Each of the supercomputer modules is a powerful machine in itself. In keeping with its industry focus, and knowing it had more capacity than needed for routine classwork, MSOE established a corporate partnership program to allow outside companies to harness that computing power. Working with faculty and students, the businesses can develop AI and other applications tailored to their own purposes.
Located near the data center on the second floor, the corporate partnership center provides dedicated space for joint projects. On one side is a row of small offices that can be used by partner companies. On the other side is an open area with tables and chairs where company representatives can meet or work with students in groups. The financial details of the office occupancy have yet to be finalized, but Walz reports that a number of companies in the area have expressed interest.
He also points to another benefit of the partnerships: recruiting.
“Companies know that having a presence helps in recruiting,” he says. “What better way to do that? Instead of having the students drive out to their location, they can work directly with them on their own campus.”
Similar to the interest in partnering to share computer power was the appeal of having a named presence inside the building. MSOE connected the dots between this desire and the need for future facility updates and then formulated a donor-naming plan to fund an endowment for long-term building maintenance, be it a supercomputer upgrade or roof replacement.
It was a new strategy for the school, but one familiar to Walz from his previous academic post at Virginia Tech. “It’s a good way to build support and interest. Here, our donor covered the entire construction cost and gave a smaller gift for the supercomputer, so we devised a plan to accommodate many other levels of giving.”

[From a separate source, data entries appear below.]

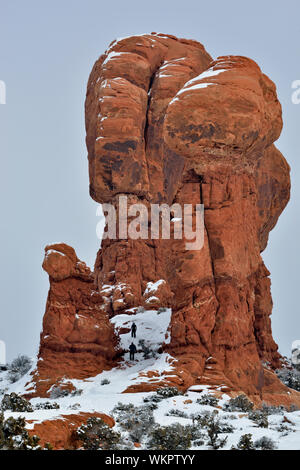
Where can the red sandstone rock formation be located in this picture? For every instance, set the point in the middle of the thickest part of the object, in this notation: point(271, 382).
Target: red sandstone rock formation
point(77, 338)
point(160, 130)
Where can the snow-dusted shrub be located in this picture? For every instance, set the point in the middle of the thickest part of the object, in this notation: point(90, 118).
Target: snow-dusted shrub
point(168, 392)
point(47, 405)
point(213, 426)
point(273, 409)
point(239, 403)
point(105, 382)
point(161, 310)
point(14, 435)
point(19, 367)
point(152, 401)
point(173, 437)
point(75, 406)
point(136, 420)
point(140, 310)
point(96, 434)
point(15, 402)
point(284, 429)
point(201, 418)
point(259, 417)
point(245, 443)
point(146, 350)
point(207, 399)
point(178, 413)
point(59, 392)
point(265, 443)
point(290, 377)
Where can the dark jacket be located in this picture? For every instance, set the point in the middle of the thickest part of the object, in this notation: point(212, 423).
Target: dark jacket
point(132, 348)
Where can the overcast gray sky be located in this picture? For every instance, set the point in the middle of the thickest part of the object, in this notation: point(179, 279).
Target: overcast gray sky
point(47, 49)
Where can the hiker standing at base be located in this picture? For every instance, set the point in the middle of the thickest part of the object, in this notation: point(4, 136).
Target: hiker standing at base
point(133, 330)
point(132, 351)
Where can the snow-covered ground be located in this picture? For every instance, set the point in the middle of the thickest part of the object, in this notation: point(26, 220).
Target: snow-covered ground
point(103, 392)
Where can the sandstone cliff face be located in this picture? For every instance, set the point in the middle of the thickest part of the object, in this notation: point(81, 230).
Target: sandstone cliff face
point(77, 338)
point(166, 123)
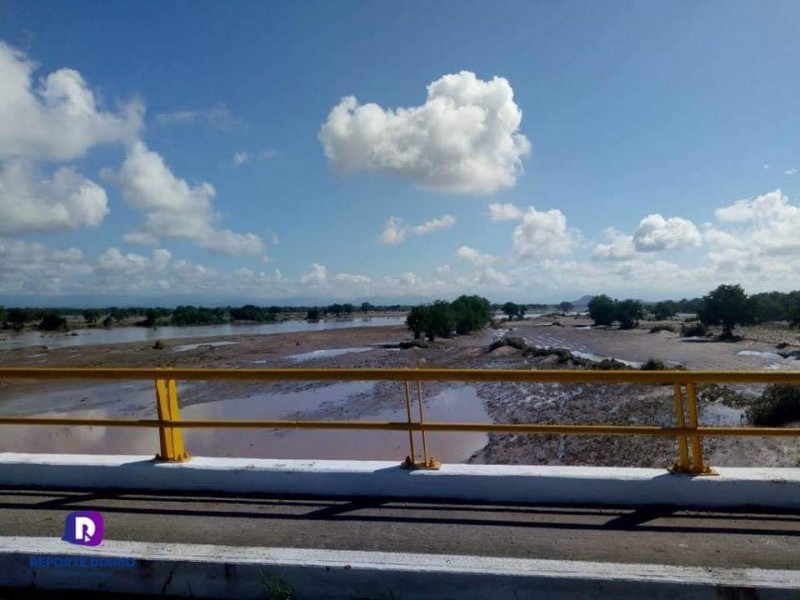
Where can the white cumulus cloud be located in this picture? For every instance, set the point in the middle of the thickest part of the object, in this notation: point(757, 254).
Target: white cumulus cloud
point(395, 229)
point(464, 139)
point(57, 117)
point(504, 212)
point(655, 233)
point(542, 234)
point(175, 209)
point(318, 275)
point(619, 246)
point(437, 224)
point(67, 200)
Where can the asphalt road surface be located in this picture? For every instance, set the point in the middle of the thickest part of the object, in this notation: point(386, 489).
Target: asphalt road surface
point(656, 536)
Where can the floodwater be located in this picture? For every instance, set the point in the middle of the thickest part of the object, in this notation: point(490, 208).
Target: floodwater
point(456, 404)
point(85, 337)
point(329, 353)
point(720, 415)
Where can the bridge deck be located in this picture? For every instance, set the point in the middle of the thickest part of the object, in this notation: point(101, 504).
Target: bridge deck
point(657, 536)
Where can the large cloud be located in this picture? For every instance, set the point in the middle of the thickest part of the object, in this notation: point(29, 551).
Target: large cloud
point(463, 139)
point(395, 229)
point(173, 208)
point(655, 233)
point(58, 118)
point(768, 226)
point(542, 234)
point(65, 201)
point(619, 246)
point(504, 212)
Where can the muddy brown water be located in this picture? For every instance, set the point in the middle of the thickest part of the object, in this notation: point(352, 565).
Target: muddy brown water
point(458, 403)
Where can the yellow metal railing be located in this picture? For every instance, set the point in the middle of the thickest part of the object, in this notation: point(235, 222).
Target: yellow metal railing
point(170, 424)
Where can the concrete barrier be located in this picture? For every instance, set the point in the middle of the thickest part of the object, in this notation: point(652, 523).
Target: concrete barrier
point(732, 488)
point(238, 572)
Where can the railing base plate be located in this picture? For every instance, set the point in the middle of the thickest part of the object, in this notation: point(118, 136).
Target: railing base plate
point(677, 469)
point(431, 464)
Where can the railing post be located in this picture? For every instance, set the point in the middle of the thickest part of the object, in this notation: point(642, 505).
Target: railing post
point(171, 438)
point(411, 459)
point(428, 463)
point(698, 467)
point(683, 450)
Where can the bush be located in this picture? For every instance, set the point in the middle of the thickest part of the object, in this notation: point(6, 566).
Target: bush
point(608, 364)
point(694, 330)
point(778, 405)
point(602, 310)
point(53, 322)
point(657, 328)
point(465, 314)
point(628, 312)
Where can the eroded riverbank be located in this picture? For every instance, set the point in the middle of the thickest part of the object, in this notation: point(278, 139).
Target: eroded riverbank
point(384, 401)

So far, the campaign has raised close to $4 million, roughly half of the potential naming opportunities, which run the gamut from a classroom or laboratory to a collaboration room or even a full floor.
“Almost every single space in the building has a name on it, prominently displayed,” says Walz. Donors range from companies wanting to put their name in front of students to an individual naming a study area to honor a relative or professor.
Walz attributes at least part of the fundraising success to a broad menu of gift categories.
“Naming a faculty office for as little as $5,000 appealed to younger graduates, out of school for just a few years,” he notes. “The largest base was the classrooms and labs, the most expensive of which was $250,000. This allowed us to find a price point that would be comfortable for everyone.”
The premier naming opportunity is the atrium, which at approximately $2.5 million is still in the works.
“The outpouring of interest was impressive from the beginning,” says Walz. “People love this building, and with the many outside groups that want to use it, it was busy all the time before the pandemic. It’s a great addition to our campus, and we fully expect things to return to near-normal in the fall.”